Open Tech Today - Top Stories

Wednesday, May 30, 2007

Open Source Insecurity? Don't Tell the Military


Think of the most high risk, highly classified area for using technology. Military units trying to communicate in the heat of battle. Surely, fighting wars is too demanding, too dangerous, too chaotic to risk using any systems based on open source and open standards?

Think again. War is the ultimate interoperability challenge.

The U.S. military's newest, most advanced battlefield technology is based on open standards and open source. When bullets fly, the U.S. turns to open technologies to ensure interoperability -- to ensure that coalition forces can communicate over secure networks, share classified data in real time, and coordinate combat operations.
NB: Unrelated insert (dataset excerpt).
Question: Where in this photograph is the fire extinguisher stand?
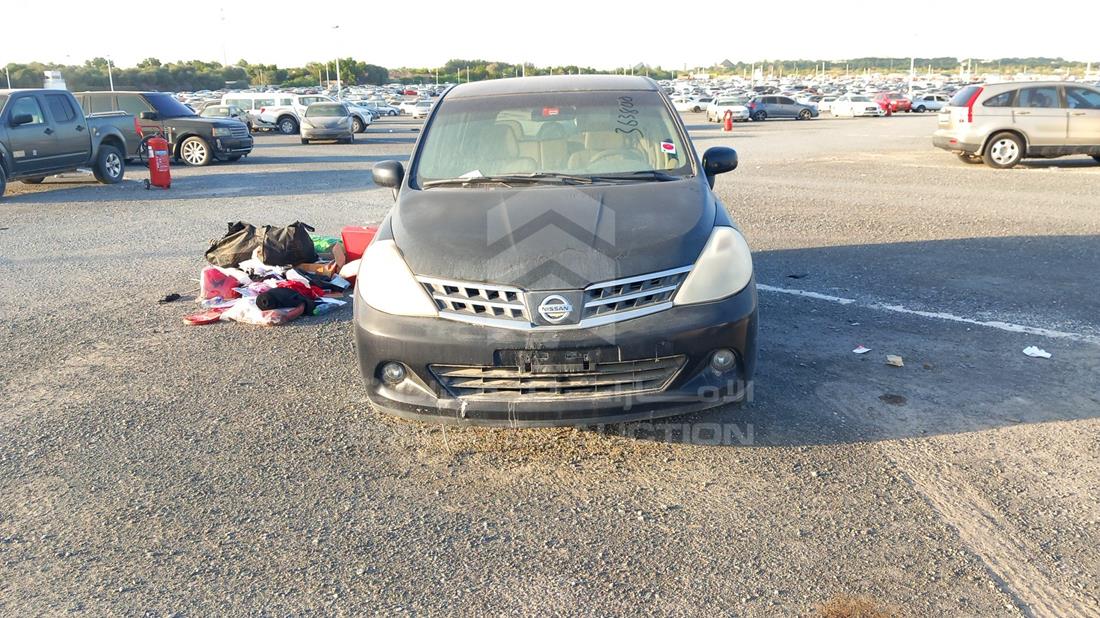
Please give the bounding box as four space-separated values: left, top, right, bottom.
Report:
142 133 172 189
Governments who think that open technologies are too insecure, immature and unreliable for mission critical activities could not be more wrong.
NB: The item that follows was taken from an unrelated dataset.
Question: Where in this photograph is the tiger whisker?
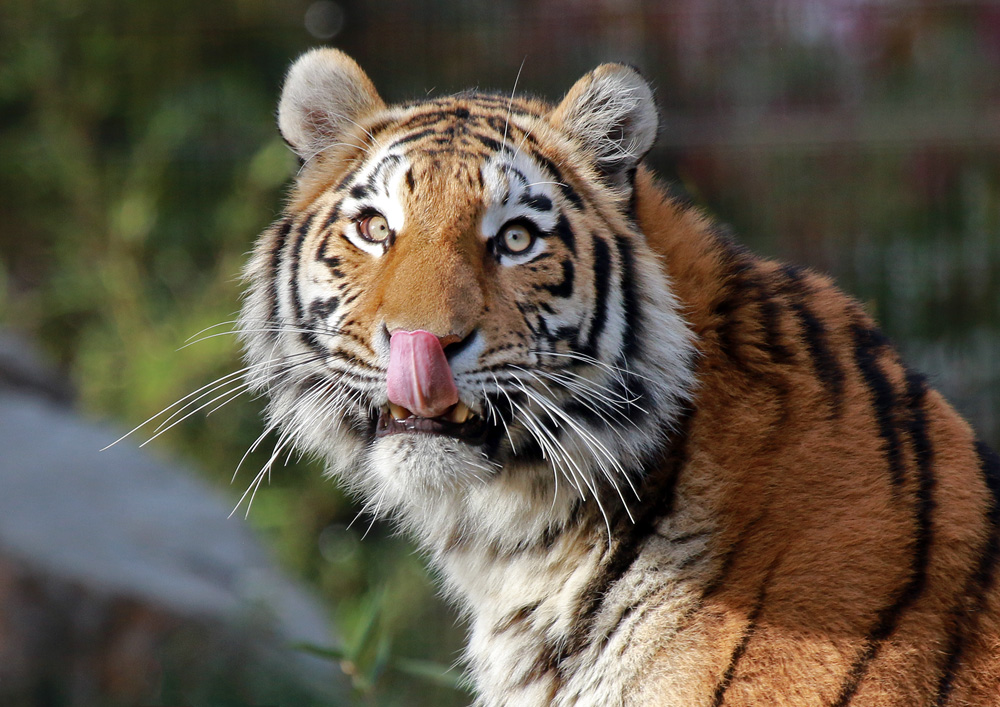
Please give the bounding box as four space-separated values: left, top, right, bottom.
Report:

Generic statements about the security or insecurity of any technology are useless at best, and usually just propaganda for someone's beliefs. But the U.S. military is finding new ways to apply open technologies to their hardest, most dangerous needs.

Web-based chat, shared whiteboards to map operations, shared databases, file transfer -- and all based on open standards and all scheduled for deployment. Without compromising security, or secrecy. It is the very openness of these technologies that allows the military to ensure interoperability, maintain flexibility to rapidly integrate future innovations, and guard security.
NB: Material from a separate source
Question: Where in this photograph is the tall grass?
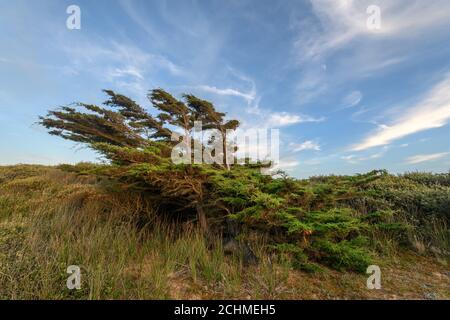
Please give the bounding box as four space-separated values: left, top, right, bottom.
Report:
0 167 296 299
And it is not only the U.S. military; others are turning to open technologies.

Does that make application of open technologies easy? No. Does it mean that every government agency should take notice? Yes.


Categories: opensource, openstandards, military

2 comments:

Paul Parkinson said...

Jeff, you raise some very important issues.

Interoperability is a huge challenge for coalition forces, in particular the need to exchange information of various classifications in a secure manner.

Open standards are important on so many levels: from network protocols, through to data encryption, to the integration of software applications from different platforms on a common platform.

Jeff said...

So, one question is whether other militaries that coordinate with the US are making the same moves to open standards and open platforms?